SPACE WIRE
Indian parliament tells military not to sit on funds
NEW DELHI (AFP) Apr 22, 2003
The Indian parliament Tuesday rapped the military for not spending its annual funds and urged it to speed up work on an indigenous engine for its light combat aircraft.

A parliamentary panel overseeing the function of the military in a report unveiled Tuesday said the relatively small increase in the annual defence budget for year starting April 1 was due to its failure to spend funds in time.

"The committee was distressed to observe the continued substantial under-utilisation of defense allocation, particularly in respect of capital expenditure over the last several years," the report said.

"The committee also notes with concern that a huge amount of 640 billion rupees, which constituted 30 percent of the total capital expenditure earmarked for 2002-2003, remained un-utilised," Committee chairman Madan Lal Khurana told a news conference after the report was unveiled.

The new budget announced in February was set at 653 billion rupeesbillion US dollars), a record low annual hike of just three billion rupees (62.5 million US dollars).

India had allocated a budget of 620 billion rupees in the fiscal year 2001-2002, but the defence ministry gave back 50 billion rupees saying it could not spend the amount in the stipulated period.
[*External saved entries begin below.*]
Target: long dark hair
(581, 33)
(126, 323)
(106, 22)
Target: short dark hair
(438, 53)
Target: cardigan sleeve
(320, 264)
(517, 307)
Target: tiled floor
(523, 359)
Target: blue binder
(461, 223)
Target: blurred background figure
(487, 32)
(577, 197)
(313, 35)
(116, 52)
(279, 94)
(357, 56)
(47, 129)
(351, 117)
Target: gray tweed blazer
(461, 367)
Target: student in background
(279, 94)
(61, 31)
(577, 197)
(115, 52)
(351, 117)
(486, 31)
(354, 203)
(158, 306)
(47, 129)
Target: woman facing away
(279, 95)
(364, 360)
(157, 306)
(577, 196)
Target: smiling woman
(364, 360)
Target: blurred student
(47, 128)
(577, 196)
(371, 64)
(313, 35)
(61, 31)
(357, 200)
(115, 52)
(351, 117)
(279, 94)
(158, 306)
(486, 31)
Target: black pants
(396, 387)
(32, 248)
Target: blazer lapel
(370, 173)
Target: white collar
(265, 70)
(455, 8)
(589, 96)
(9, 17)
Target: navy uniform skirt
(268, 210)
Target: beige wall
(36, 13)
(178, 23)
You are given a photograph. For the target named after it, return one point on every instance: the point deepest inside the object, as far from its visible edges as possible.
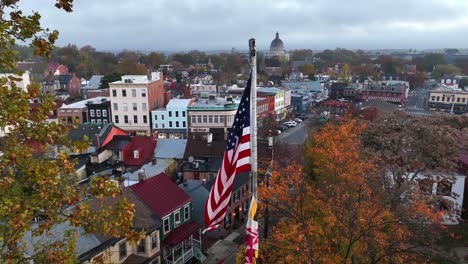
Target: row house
(199, 88)
(99, 110)
(172, 121)
(106, 249)
(390, 91)
(449, 100)
(179, 234)
(133, 98)
(212, 116)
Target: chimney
(97, 141)
(141, 175)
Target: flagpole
(253, 115)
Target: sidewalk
(225, 250)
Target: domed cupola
(277, 45)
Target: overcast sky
(173, 25)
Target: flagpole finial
(252, 47)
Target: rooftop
(176, 102)
(161, 194)
(82, 103)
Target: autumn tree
(333, 208)
(31, 183)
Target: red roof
(144, 145)
(181, 233)
(161, 194)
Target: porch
(183, 244)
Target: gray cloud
(214, 24)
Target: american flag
(236, 160)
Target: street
(417, 102)
(297, 134)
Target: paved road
(295, 135)
(417, 102)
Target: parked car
(290, 124)
(280, 128)
(275, 132)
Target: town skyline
(189, 25)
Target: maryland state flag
(251, 250)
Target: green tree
(31, 183)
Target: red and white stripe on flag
(251, 248)
(236, 159)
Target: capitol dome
(277, 45)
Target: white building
(172, 121)
(23, 83)
(132, 100)
(211, 116)
(197, 89)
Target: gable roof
(200, 148)
(161, 194)
(144, 145)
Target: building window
(166, 226)
(186, 213)
(154, 241)
(444, 187)
(425, 185)
(177, 217)
(122, 250)
(141, 246)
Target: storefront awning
(181, 233)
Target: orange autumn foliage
(335, 209)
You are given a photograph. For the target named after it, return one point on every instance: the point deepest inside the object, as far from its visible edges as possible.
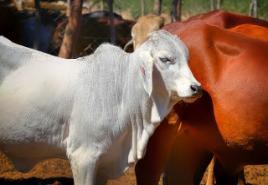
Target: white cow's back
(35, 101)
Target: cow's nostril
(195, 88)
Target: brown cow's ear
(146, 70)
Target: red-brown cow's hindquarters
(220, 19)
(233, 71)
This was despite the fact India last year spent an estimated four billion rupees (83 million US dollars) a month to maintain hundreds of thousands of troops on the Pakistan border.
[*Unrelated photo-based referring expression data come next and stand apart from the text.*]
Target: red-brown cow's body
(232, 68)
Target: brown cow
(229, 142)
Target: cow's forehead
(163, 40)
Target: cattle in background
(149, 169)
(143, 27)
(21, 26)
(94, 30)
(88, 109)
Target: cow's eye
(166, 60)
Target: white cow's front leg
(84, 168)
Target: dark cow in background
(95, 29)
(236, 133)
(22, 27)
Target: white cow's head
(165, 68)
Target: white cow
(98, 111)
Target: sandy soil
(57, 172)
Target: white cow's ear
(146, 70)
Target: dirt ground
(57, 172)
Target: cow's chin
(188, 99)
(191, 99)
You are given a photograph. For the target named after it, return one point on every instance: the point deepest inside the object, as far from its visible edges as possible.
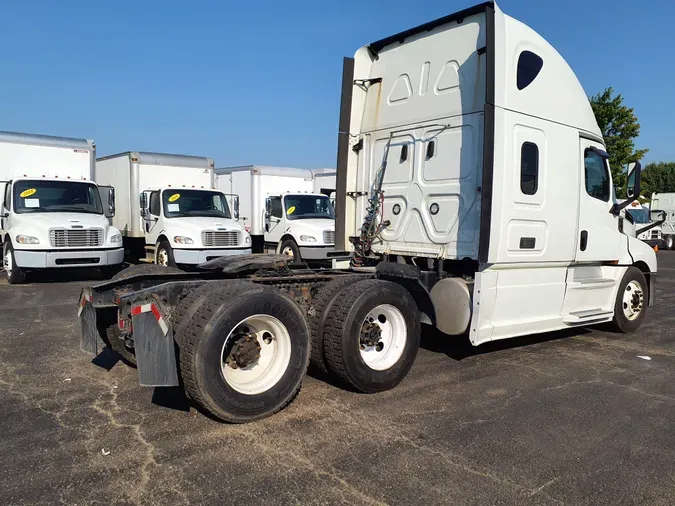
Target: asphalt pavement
(574, 417)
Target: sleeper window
(529, 66)
(529, 168)
(597, 176)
Khurana, who belongs to India's ruling BJP party, said the government needed to forge a five-year plan to streamline military spending.

The panel also attacked the government's inability to provide rookie military fliers with an Advanced Jet Trainer (AJT) to help them graduate from propellor-driven planes to fighter jets such as Mirage-2000 or SU-30 MKI.

The Indian Air Force, the world's fourth largest, has been waiting for AJTs worth 1.4 billion dollars since 1983, and is hoping local military aviation experts will develop a Light Combat Aircraft (LCA) to replace India's fleet of crash-prone MiG-21 jets.

The panel made a series of recommendations including that the tens of millions of dollars collected through a tax levied during India's border deployment should be placed in a special fund for the upgrade of the military.

The MPs' watchdog also expressed alarm at growing vacuum in the military command structure and said it estimated the the Indian forces were facing a shortfall of 16,000 officers.